He studied at Zurich, Berlin and Vienna, and in 1864 became an interne in Paris under Alfred Vulpian (1826–1887). After earning his medical doctorate at Paris in 1868, he returned to his hometown of Geneva, where he maintained a laboratory with Augustus Volney Waller (1816–1870). In 1876 he became a professor of therapy at the University of Geneva, and in 1897 succeeded Moritz Schiff (1823–1896) as professor of physiology, a position he held until 1913. Two of his better known students at Geneva were Joseph Jules Dejerine (1849–1917) and Paul Charles Dubois (1848–1918).
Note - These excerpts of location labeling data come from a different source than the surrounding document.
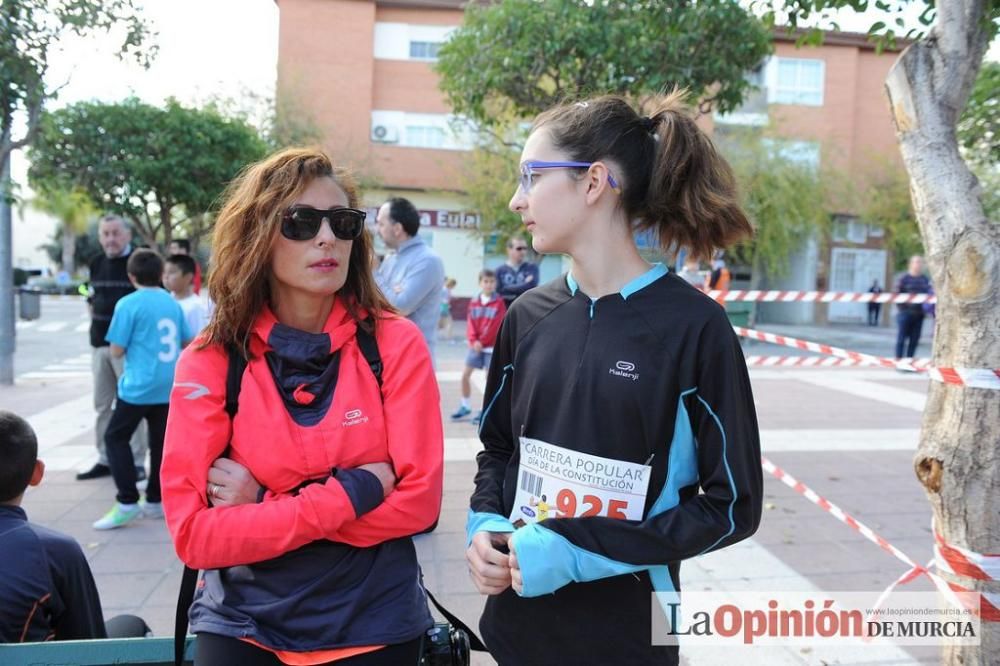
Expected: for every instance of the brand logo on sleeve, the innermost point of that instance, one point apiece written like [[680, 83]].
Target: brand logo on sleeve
[[198, 391], [624, 369], [354, 417]]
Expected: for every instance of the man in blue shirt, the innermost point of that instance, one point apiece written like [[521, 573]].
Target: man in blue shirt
[[910, 316], [518, 275], [412, 277], [149, 329]]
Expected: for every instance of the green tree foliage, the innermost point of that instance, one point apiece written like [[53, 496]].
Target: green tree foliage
[[979, 136], [164, 168], [30, 29], [489, 180], [519, 57], [785, 199]]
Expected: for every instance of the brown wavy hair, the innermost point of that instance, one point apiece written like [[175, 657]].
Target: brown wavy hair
[[672, 178], [245, 232]]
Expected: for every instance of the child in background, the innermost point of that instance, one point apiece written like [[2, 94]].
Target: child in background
[[486, 313], [444, 324], [149, 329], [178, 278], [47, 587]]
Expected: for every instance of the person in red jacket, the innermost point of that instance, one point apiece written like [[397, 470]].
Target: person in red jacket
[[313, 564], [483, 321]]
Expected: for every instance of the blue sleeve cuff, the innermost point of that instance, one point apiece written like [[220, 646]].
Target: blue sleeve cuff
[[548, 561], [485, 522], [363, 487]]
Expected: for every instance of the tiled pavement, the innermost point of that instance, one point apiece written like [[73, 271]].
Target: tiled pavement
[[848, 433]]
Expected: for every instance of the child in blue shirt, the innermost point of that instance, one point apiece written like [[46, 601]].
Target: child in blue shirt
[[149, 329]]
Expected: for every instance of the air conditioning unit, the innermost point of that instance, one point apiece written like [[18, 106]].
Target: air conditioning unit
[[385, 134]]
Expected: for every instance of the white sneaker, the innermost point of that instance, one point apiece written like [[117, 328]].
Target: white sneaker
[[151, 509], [120, 515]]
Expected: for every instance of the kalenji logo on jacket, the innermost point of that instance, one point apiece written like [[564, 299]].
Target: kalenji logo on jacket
[[198, 391], [354, 417], [624, 369]]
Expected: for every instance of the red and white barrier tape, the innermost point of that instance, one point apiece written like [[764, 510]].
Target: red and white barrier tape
[[820, 362], [948, 558], [986, 378], [817, 297]]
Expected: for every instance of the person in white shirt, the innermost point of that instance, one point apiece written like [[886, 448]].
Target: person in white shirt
[[178, 278]]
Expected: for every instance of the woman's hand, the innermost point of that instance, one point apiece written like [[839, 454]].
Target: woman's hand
[[516, 579], [385, 474], [231, 484], [490, 567]]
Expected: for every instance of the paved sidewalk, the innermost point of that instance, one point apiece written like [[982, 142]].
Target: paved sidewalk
[[849, 433]]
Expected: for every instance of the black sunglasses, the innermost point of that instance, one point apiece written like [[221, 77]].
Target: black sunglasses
[[303, 222]]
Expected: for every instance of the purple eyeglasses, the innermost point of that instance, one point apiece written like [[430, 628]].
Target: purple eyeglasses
[[528, 170]]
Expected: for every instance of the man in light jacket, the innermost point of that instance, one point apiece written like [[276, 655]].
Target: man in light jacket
[[411, 278]]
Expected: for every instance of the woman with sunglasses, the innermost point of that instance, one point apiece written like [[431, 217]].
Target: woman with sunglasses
[[299, 508], [619, 429]]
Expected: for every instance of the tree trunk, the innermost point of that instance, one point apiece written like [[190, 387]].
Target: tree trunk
[[69, 249], [958, 460]]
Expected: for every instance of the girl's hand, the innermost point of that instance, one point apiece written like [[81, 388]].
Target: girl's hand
[[489, 567], [231, 484], [384, 473], [516, 579]]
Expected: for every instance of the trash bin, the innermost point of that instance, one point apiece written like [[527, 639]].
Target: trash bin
[[739, 313], [31, 303]]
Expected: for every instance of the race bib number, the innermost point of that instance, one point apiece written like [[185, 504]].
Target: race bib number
[[555, 482]]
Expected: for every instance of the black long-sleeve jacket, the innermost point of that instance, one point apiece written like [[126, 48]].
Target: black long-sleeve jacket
[[653, 374]]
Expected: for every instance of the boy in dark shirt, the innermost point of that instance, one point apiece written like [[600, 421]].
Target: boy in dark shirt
[[910, 316], [47, 588]]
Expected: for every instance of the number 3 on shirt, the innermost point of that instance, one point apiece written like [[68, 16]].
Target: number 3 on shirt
[[169, 338]]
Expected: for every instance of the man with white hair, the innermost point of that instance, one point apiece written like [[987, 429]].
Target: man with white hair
[[108, 283]]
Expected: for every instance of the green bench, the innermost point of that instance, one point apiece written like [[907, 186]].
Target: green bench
[[144, 651]]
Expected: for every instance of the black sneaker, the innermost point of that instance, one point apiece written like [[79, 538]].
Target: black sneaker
[[95, 472]]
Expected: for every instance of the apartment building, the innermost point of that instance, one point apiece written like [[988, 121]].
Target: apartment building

Prévost is credited with introducing modern medical physiological practices at Geneva, and was the author of over sixty books and articles. While still a student, he co-authored with Jules Cotard (1840–1887), a work on cerebral softening called Etudes physiologiques et pathologiques sur le ramollissment cérébral. With Jacques-Louis Reverdin (1848–1929) and Constant-Edouard Picot (1844–1931), he founded the journal Revue médicale de la Suisse.
- Prévost's law: Medical sign (Déviation conjuguée) involving unilateral brain lesions, where the head is rotated toward the diseased hemisphere.
- Note: He is not to be confused with Jean-Louis Prévost (1790–1850), a botanical artist and a distant relative.